Thousands of people collected outside the hospital and they asked for a case to be filed against the police. Several different Hindutva organizations came together to try and disrupt the funeral procession the following day. The police used their special division - the Greyhound Task Force - normally used to combat Naxalism to beat and tear gas the processionists. The Greyhound Task Force forced their way into Mujahid’s house and attacked the family with sticks.
Meanwhile, the Maulana was transferred to a prison in Ahmedabad, where, it is said, he was forced him to make a ‘confession’. He appealed against it, but the special POTA court denied the appeal and accepted the ‘confession’ of Maulana produced by the Gujarat police. His first bail application took four long months to be heard from the day of his judicial custody. A judgment on the bail application took another year. The application was rejected on the grounds that he was ‘anti-American and pro Osama bin Laden’. Another year passed and the high court upheld the POTA court’s order. Six months later, the Supreme Court asked for a swift trial, but rejected bail. Two years have passed since the Supreme Court’s order and yet nothing has happened. The Maulana continues to languish in jail and is presently seriously ill.
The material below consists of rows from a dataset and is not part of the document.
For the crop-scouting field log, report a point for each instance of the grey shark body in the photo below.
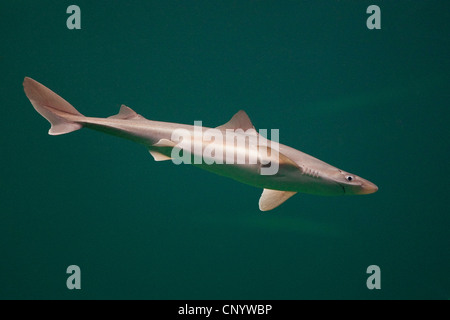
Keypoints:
(296, 171)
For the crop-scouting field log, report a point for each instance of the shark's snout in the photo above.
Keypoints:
(367, 187)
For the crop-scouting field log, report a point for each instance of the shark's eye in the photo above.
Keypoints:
(266, 165)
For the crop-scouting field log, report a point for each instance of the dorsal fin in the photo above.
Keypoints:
(239, 121)
(126, 113)
(270, 199)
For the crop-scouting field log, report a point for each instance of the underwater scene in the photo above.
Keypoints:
(356, 92)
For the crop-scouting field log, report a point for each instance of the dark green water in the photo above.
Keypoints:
(373, 102)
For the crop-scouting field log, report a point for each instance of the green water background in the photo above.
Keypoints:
(372, 102)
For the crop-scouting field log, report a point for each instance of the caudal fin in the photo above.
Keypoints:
(52, 107)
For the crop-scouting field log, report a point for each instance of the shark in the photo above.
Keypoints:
(295, 171)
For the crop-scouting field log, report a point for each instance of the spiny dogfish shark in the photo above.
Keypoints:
(280, 170)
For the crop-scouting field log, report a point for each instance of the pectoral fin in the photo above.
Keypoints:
(270, 199)
(158, 156)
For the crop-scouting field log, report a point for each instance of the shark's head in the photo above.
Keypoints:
(352, 184)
He has only one kidney, a thyroid problem, and early signs of arthritis, none of which has been taken into consideration during his time in prison. His illnesses have worsened. He cannot walk or handle food that he has to chew, but yet, despite several appeals, the authorities continue to refuse to send him to hospital. In the meantime, the police have also arrested two of his sons for allegedly conspiring to take revenge for his arrest.
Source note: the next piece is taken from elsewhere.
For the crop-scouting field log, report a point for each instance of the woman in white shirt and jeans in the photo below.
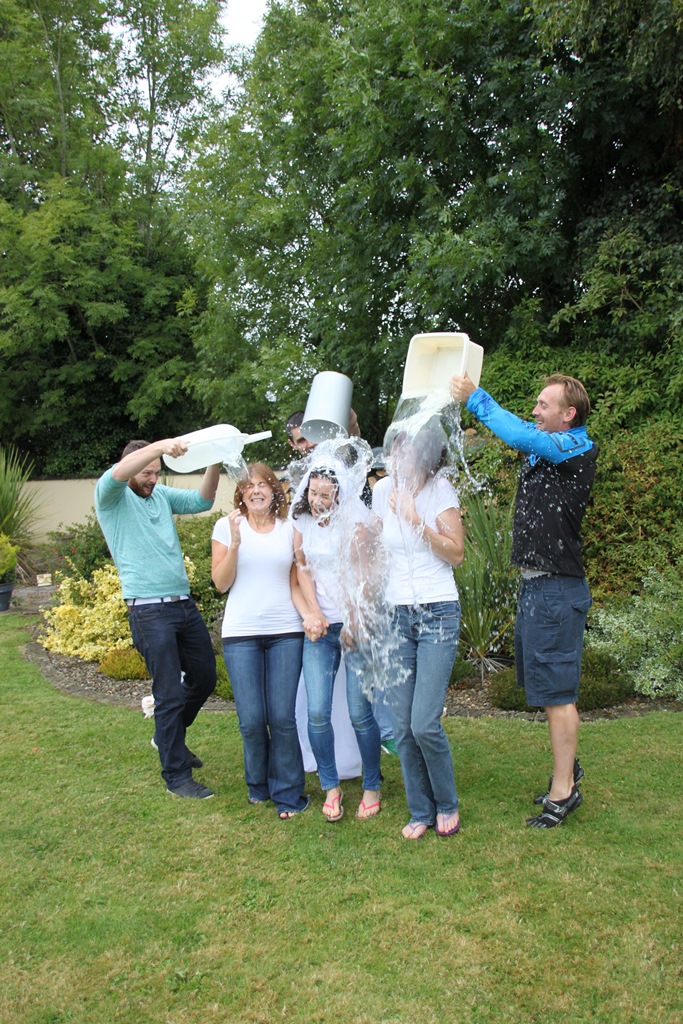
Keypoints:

Scores of cases of innocent Muslims being deliberately targeted by agencies of the state, in addition to Hindutva forces, abound across the country, and the situation seems to be getting worse with every passing day. This is not to say that none of the several blasts that have occurred in India in the last several years could have been the handiwork of Muslims. Sympathisers of some fringe radical Islamist outfits or Muslims seeking to take revenge for the atrocities and large scale slaughter of their co- religionists, as in Gujarat, might well have planned some of these, and Muslim leaders themselves have rightly called for stern punishment for their perpetrators. However, the mounting indiscriminate arrests, torture and detention of vast numbers of innocent Muslim youth across the country in the name of countering terrorism not only makes a complete mockery of our claims to secularism and democracy but is a perfect recipe for making Muslim terrorism a self-fulfilling prophecy. And, to make matters worse, at the same time as the hounding of innocent Muslims continues, Hindu mobs are allowed to operate free of any effective restraint, lionised as ardent ‘nationalists’ as they continue to wreak murder, mayhem and naked terror on Muslims, and now, as in Orissa and Karnataka, Christians. That, surely, is no way to combat terrorism. Far from it, it can only further exacerbate the problem.
Note: The details of the above-mentioned cases have been procured from the testimonies submitted to the jury of the People’s Tribunal on the Atrocities Committed Against Minorities in the Name of Fighting Terrorism organised by Anhad and the Human Rights Law Network in Hyderabad, 22-24th August, 2008.